Enabling Access for External (Delegated) Users

You can add users who need access to our organization but are not backed up as external users. A delegated user can be someone from outside the organization or a member of the organization who is not included in the backup. Note the following information:

The user you add will be able to see your backed-up data (depending on their access level).
You cannot transfer ownership of the organization to a delegated user.
All activity, including that from external users, is captured in the audit log.
Once added, you can revoke access to an external user and disable login, but you cannot delete the user from the list. To remove an external user, contact [email protected], and they will be able to assist.

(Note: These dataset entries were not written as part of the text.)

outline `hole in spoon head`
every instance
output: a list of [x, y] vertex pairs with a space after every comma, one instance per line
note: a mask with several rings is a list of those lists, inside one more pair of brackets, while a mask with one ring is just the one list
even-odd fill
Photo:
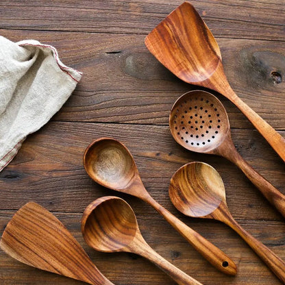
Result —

Only admins who have access to the User Management page can give access to external users

From the User Management page, click the Grant Permission tab.
Click Add User, then enter the email address of the user you want to invite.
Select a role for the user, agree to the terms and conditions, and click Invite. The user you added will receive an email with a link to log in and reset their password. This link expires after 24 hours. You can check, cancel, or resend the invitation in the Invitation List tab on the User Management page.
Once the user has accepted the invitation and has logged in, the system will add them to the user list on the Grant Permissions tab.

Disabling a User Login

On the User Management page, select the Grant Permission tab.
Locate the user you want to disable and switch the Login Status option to Off. (It will show red.) You can re-enable the user login by switching this option to on (it will show green).

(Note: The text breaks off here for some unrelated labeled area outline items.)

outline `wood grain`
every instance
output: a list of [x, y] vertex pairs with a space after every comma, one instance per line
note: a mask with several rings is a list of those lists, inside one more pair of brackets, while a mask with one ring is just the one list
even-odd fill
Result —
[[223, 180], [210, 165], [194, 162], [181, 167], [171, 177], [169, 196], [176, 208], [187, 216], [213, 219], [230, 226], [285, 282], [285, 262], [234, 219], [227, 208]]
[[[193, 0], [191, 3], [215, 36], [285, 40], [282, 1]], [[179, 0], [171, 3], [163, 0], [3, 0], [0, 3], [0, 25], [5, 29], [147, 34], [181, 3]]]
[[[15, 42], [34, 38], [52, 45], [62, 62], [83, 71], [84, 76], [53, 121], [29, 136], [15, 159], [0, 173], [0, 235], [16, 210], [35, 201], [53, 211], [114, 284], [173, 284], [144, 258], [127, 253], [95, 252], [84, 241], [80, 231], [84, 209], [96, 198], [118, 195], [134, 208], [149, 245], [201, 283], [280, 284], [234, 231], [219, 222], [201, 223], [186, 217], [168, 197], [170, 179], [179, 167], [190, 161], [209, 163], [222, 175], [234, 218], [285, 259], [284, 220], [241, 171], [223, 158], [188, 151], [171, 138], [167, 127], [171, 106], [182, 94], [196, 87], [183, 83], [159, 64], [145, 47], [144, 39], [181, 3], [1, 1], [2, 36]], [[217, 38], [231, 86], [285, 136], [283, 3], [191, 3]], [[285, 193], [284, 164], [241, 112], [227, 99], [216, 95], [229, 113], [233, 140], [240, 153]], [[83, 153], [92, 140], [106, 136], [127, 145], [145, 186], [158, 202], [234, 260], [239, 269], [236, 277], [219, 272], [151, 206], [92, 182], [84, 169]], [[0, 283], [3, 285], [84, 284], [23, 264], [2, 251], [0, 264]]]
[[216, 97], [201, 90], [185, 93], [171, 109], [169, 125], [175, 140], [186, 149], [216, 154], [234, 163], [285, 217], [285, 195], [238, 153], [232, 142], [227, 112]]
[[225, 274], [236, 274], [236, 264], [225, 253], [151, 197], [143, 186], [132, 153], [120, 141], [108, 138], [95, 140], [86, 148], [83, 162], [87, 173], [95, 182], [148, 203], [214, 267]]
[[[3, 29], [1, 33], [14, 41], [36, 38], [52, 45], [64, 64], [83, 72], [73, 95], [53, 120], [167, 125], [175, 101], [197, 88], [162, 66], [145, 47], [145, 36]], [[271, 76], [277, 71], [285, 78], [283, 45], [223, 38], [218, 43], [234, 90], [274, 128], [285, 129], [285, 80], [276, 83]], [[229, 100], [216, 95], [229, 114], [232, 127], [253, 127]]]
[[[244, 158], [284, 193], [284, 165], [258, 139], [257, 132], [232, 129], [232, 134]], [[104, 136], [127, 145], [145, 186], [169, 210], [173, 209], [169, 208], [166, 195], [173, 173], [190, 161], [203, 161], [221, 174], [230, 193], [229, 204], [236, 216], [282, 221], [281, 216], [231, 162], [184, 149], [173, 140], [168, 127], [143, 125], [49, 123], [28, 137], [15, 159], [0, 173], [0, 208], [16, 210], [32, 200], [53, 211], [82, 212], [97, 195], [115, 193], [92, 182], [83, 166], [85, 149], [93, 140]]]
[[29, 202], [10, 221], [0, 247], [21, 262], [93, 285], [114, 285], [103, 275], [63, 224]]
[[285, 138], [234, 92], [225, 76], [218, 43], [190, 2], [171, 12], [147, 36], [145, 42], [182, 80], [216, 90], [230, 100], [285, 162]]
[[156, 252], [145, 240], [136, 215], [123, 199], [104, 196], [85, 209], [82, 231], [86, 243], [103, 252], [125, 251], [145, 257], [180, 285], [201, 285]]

Enabling Azure or Google SSO

You can now enable M365 Azure Active Directory SSO or Google SSO, which will let users log into their backup dashboard using their M365 or Google credentials, eliminating the need for a separate password for the SaaS Backup End-User Portal. When Azure or Google SSO is enabled, all users who have access granted can log in.

Azure or Google SSO will not be enabled for external owners by default and will not be affected by the SSO toggle found within the portal. SSO can be enabled for the owner per request to [email protected].

On the User Management page, select the Grant Permission tab.
On the right side of the page, enable Enforce Azure AD SSO Log in or Enforce Google SSO Log In access for all users. Once enabled, all users must use their M365 or Google credentials to log into their backup dashboard. They will select the option to sign in with either M365 or GWS instead of using their username and password. You can also disable the user login from the same page.

Assigning Users to Departments

Departments can be useful when you have a lot of users and want to manage them based on specific groups you set up. For example, you could set up a finance department for all your finance users, so you can manage them all at once.

On the User Management page, click the Assign Department tab, then click Department Management and select the department to which you will assign the users. You can assign multiple departments to a user. If a needed department is not already on the list, you can add it to the bottom of the list
Click Add More to add the users, then click Save Changes.

Syncing Existing Departments From Your Tenant

As long as the option is enabled, NinjaOne SaaS Backup will check once a week for new departments or changes to users' department assignments. To force an immediate sync, use the Sync Now option.

From the Assign Department page, each tenant domain has an option to enable Azure AD Department sync. This option is turned off by default. Click the toggle to turn it on.
A pop-up warning will let you know that the departments will be automatically synced and assigned to the user accounts. Select either Yes, Continue, or Cancel.
The system will show a “syncing” status while it scans the tenant and retrieves the information
After syncing is complete, the departments added will have a special icon (blue circle with an i) next to them, indicating that they were automatically synced.